Infusing Knowledge into the Textual Entailment Task Using Graph Convolutional Networks (original) (raw)
2020, Proceedings of the ... AAAI Conference on Artificial Intelligence
Textual entailment is a fundamental task in natural language processing. Most approaches for solving this problem use only the textual content present in training data. A few approaches have shown that information from external knowledge sources like knowledge graphs (KGs) can add value, in addition to the textual content, by providing background knowledge that may be critical for a task. However, the proposed models do not fully exploit the information in the usually large and noisy KGs, and it is not clear how it can be effectively encoded to be useful for entailment. We present an approach that complements text-based entailment models with information from KGs by (1) using Personalized PageRank to generate contextual subgraphs with reduced noise and (2) encoding these subgraphs using graph convolutional networks to capture the structural and semantic information in KGs. We evaluate our approach on multiple textual entailment datasets and show that the use of external knowledge helps the model to be robust and improves prediction accuracy. This is particularly evident in the challenging Break-ingNLI dataset, where we see an absolute improvement of 5-20% over multiple text-based entailment models. 1 Introduction Given two natural language sentences, a premise P and a hypothesis H, the textual entailment task-also known as natural language inference (NLI)-consists of determining whether the premise entails, contradicts, or is neutral with respect to the given hypothesis (MacCartney and Manning 2009).
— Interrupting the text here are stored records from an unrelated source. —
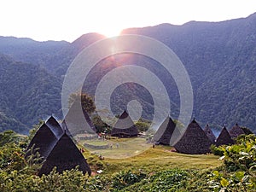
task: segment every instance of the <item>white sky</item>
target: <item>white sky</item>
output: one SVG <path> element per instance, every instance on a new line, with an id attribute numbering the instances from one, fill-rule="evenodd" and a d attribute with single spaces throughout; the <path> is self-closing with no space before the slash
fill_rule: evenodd
<path id="1" fill-rule="evenodd" d="M 189 20 L 220 21 L 256 12 L 255 0 L 0 0 L 0 36 L 72 42 L 96 32 Z"/>

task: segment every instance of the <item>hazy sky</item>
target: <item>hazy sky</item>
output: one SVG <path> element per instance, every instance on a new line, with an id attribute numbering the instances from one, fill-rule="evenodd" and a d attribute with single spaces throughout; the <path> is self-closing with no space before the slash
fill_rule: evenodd
<path id="1" fill-rule="evenodd" d="M 0 0 L 0 36 L 72 42 L 96 32 L 189 20 L 220 21 L 256 12 L 255 0 Z"/>

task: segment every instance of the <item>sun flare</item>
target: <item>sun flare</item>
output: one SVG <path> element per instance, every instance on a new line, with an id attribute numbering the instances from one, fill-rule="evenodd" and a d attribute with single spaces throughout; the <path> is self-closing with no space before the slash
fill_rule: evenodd
<path id="1" fill-rule="evenodd" d="M 108 29 L 101 30 L 100 33 L 106 36 L 107 38 L 113 38 L 113 37 L 120 35 L 121 31 L 122 30 L 120 30 L 120 29 L 115 29 L 115 28 L 109 26 L 109 28 L 108 28 Z"/>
In practice, this means that textual entailment is characterized as either a threeclass (ENTAILS/NEUTRAL/CONTRADICTS) or a two-class (ENTAILS/NEUTRAL) classification problem (Bowman et al. 2015; Khot, Sabharwal, and Clark 2018). Performance on the textual entailment task can be an indicator of whether a system, and the models it uses, are able to reason over text. This has tremendous value for modeling the complexities of human-level natural language understanding, and in aiding systems tuned for downstream tasks such as question answering (Harabagiu and Hickl 2006).